Practice Update

Executive Sentenced to 42 Months in Prison

Company insiders rely upon Rule 10b5-1 trading plans to sell stock pursuant to predetermined trades, allowing them to later trade securities even though they may be in possession of material nonpublic information at the time of such trades. Because the trading plans are predetermined, Rule 10b5-1 prevents the insider from changing or adopting a plan if they are in possession of material nonpublic information.

Pursuant to 17 CFR § 240.10b5-1(c), it is an affirmative defense to a charge of insider trading if the person adopts a written plan for trading securities and the plan is adopted when the person is not in possession of material nonpublic information. That plan can either specify the amount of securities to be purchased or sold and the price at which and the date on which the securities were to be purchased or sold, or it can include a written formula, algorithm, or computer program for determining the amount, price, and date of the securities to be purchased or sold.

Akin to a blind trust, the insider cannot make changes to the predetermined plan once he or she is in possession of material nonpublic information.

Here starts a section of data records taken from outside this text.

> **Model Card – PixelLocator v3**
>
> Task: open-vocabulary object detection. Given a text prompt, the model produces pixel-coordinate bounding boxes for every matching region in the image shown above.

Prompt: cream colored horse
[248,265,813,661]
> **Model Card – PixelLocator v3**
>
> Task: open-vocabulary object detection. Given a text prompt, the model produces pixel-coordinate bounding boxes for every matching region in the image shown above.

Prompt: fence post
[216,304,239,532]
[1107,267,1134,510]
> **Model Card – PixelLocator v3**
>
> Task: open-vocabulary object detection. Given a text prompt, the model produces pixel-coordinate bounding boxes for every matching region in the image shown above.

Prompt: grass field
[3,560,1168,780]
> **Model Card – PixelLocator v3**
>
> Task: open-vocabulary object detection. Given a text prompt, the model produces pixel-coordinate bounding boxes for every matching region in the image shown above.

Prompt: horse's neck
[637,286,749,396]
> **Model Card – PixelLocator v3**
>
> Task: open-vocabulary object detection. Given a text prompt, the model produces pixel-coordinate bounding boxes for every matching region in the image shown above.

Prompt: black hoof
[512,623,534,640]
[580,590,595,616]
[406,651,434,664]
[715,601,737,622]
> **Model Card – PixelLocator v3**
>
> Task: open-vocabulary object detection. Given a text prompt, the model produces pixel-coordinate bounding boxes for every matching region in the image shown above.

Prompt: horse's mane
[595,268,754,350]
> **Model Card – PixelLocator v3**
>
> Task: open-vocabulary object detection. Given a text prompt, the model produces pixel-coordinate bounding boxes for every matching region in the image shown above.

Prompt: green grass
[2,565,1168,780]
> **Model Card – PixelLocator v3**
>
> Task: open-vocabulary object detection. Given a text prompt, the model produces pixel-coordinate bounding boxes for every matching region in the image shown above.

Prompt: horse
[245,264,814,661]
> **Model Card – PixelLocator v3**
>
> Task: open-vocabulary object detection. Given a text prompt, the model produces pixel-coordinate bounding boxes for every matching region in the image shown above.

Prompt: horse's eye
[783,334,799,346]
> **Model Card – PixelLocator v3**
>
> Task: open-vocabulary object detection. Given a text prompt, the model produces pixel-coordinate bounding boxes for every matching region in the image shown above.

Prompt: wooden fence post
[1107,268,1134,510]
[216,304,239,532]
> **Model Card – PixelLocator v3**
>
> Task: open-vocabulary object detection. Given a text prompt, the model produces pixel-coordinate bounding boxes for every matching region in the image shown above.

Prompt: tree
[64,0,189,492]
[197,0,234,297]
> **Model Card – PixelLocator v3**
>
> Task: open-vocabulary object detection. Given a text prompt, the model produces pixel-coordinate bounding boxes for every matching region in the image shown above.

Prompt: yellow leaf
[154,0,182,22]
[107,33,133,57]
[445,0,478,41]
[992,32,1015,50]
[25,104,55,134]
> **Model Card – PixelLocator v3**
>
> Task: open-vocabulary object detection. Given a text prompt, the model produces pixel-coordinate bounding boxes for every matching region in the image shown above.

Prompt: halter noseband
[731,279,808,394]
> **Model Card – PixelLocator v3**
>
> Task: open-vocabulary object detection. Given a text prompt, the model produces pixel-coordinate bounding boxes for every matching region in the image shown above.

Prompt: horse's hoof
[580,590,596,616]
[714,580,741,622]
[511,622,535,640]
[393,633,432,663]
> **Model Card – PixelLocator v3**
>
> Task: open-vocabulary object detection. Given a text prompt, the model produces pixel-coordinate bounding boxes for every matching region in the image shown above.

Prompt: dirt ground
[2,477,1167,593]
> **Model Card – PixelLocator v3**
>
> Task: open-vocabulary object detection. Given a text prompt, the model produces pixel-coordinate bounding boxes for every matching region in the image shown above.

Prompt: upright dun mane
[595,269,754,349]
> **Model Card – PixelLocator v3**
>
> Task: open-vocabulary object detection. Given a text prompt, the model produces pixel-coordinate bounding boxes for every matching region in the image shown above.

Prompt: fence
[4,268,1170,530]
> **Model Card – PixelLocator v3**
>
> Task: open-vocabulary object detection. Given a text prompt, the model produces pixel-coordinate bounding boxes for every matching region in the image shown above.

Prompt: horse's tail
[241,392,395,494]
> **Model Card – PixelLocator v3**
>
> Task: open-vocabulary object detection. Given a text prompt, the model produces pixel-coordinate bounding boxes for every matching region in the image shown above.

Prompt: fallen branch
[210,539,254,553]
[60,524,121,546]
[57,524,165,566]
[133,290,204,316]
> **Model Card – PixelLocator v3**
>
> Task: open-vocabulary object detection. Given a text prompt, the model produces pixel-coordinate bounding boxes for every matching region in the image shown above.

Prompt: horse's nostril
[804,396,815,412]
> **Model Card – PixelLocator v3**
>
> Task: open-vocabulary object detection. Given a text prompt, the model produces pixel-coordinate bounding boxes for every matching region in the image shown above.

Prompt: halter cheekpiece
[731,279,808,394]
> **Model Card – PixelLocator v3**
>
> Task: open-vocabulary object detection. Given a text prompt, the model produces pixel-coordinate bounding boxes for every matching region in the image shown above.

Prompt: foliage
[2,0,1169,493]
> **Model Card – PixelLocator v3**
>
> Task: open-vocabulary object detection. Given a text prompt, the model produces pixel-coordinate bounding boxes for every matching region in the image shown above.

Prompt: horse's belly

On June 23, 2025, the former CEO and Chairman of Ontrak Inc., a publicly traded healthcare company based in Miami, was sentenced to 42 months in federal prison for insider trading despite the fact that he used a Rule 10b5-1 trading plan. In addition to the sentence of incarceration, Terren Scott Peizer was ordered to pay a $5.2 million fine and disgorge $12.7 million in ill-gotten gains. According to the Department of Justice, Peizer’s case marks the first instance where an executive was convicted of insider trading based solely on the abuse of a trading plan.

In this instance, the prosecution argued that Peizer was in possession of material nonpublic information at the time that he entered into the trading plan, and, therefore, the plan was not entered into in good faith. Rule 10b5-1 explicitly provides that the trading plan must have been entered into in good faith and not as a scheme to evade the insider trading rules. 

Specifically, the prosecution argued that Peizer entered into his first trading plan after he learned that a relationship between Ontrak and a key customer was deteriorating and that the customer had serious reservations about continuing its contract. Peizer was alleged to have entered into a second trading plan just an hour after he learned that the contract was likely to be terminated.

Peizer also ignored warnings from brokers, attorneys, and another company executive who urged him to allow time to pass between entering into the trading plans and selling stock — a “cooling off” period. Instead, Peizer began selling stock just one day after entering into each of the two plans, and when the cancellation of the customer’s contract was announced publicly, the stock price declined by more than 44%.

While the case may have reverberations for the many executives who rely on Rule 10b5-1 trading plans, the specific facts of the case suggest that the plans are still a viable tool when used in good faith and when they are established at a time when the insider is not in possession of material nonpublic information.

The best practices for relying upon such a plan include entering into the plan when the insider does not possess material nonpublic information, allowing a “cooling off” period of at least 30 days from when the plan is established until the first transaction, making sure that there are clearly defined parameters within the plan as to the price and/or timing of the trades, and avoiding making any amendments or terminating the plan when the insider remains in possession of material nonpublic information.

While Rule 10b5-1 trading plans do not provide immunity from prosecution — particularly where they are being used in bad faith to avoid losses — they still represent a strong defense when used properly.